During the pandemic in Hungary, there were numerous articles criticizing Chinese vaccines in the press, which were financed by foreign actors, primarily from the United States. However, there is currently no evidence these articles were directly connected to the Pentagon’s efforts.
Notably, Hungary was the first country in the EU to approve the Chinese-made Sinopharm vaccine, which was created using traditional vaccine methods instead of the mRNA technology seen in vaccine products such as Pfizer.
The report reveals that the Pentagon, in the context of a secret campaign launched in 2020 and then stopped in mid-2021, used fake X (formerly Twitter) accounts and generated fake news to negatively portray the effectiveness of masks, test kits and Sinopharm vaccines from China.
Despite U.S. officials complaining about disinformation being produced around vaccines during the height of the Covid-19 crisis, the Pentagon was busy at work discrediting Chinese and Russian vaccines.
The U.S. military operated hundreds of troll accounts and online bots that attacked Chinese vaccines using outright lies, including in Tagalog and other languages. Among the claims made by these U.S. bots were that the vaccines were “rat poison” and a part of a plot for China to take over the Philippines. There were also claims that the vaccines contained pork gelatin, which would be a major issue for the island nation’s Muslim population. The campaign was coordinated around the racist hashtag #ChinaAngVirus, which means “China is the virus.”
The background to the operation was that while the U.S. was still focused on vaccinating its own citizens, China started donating vaccines to countries in need, increasing its soft-power influence, which Washington viewed as a negative development.

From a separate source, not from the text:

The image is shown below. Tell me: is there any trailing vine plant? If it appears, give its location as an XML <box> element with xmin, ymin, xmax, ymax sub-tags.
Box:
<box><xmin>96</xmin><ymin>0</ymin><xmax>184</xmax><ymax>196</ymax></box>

In the course of the propaganda operation, members of the U.S. Armed Forces spread messages like “Covid is from China, the vaccine is from China, don’t trust China!” on social media. Interestingly, in the fact-finding compilation from Reuters, the participants in the U.S. program also acknowledged the operation was in fact real.
In Hungary, during the coronavirus epidemic, left-wing and liberal parties and their associated press organs conducted an extensive campaign aimed at Chinese and Russian vaccines. Many of these outlets are outright funded by the United States.
In January 2021, Ferenc Gyurcsány’s leftist Democratic Coalition party launched a petition to stop vaccination in Hungary with a Chinese vaccine that was not authorized by the European Medicines Agency, while András Fekete-Győr, former chairman of Momentum, demanded that members of the government vaccinate themselves with the Chinese vaccine first.
Notably, world health authorities later backed the Chinese vaccines. For example, the World Health Organization (WHO) has certified both the Sinopharm and Sinovac vaccines and added them to the list of vaccines for Covid-19, after health trials satisfied the safety and efficacy of the vaccines in question.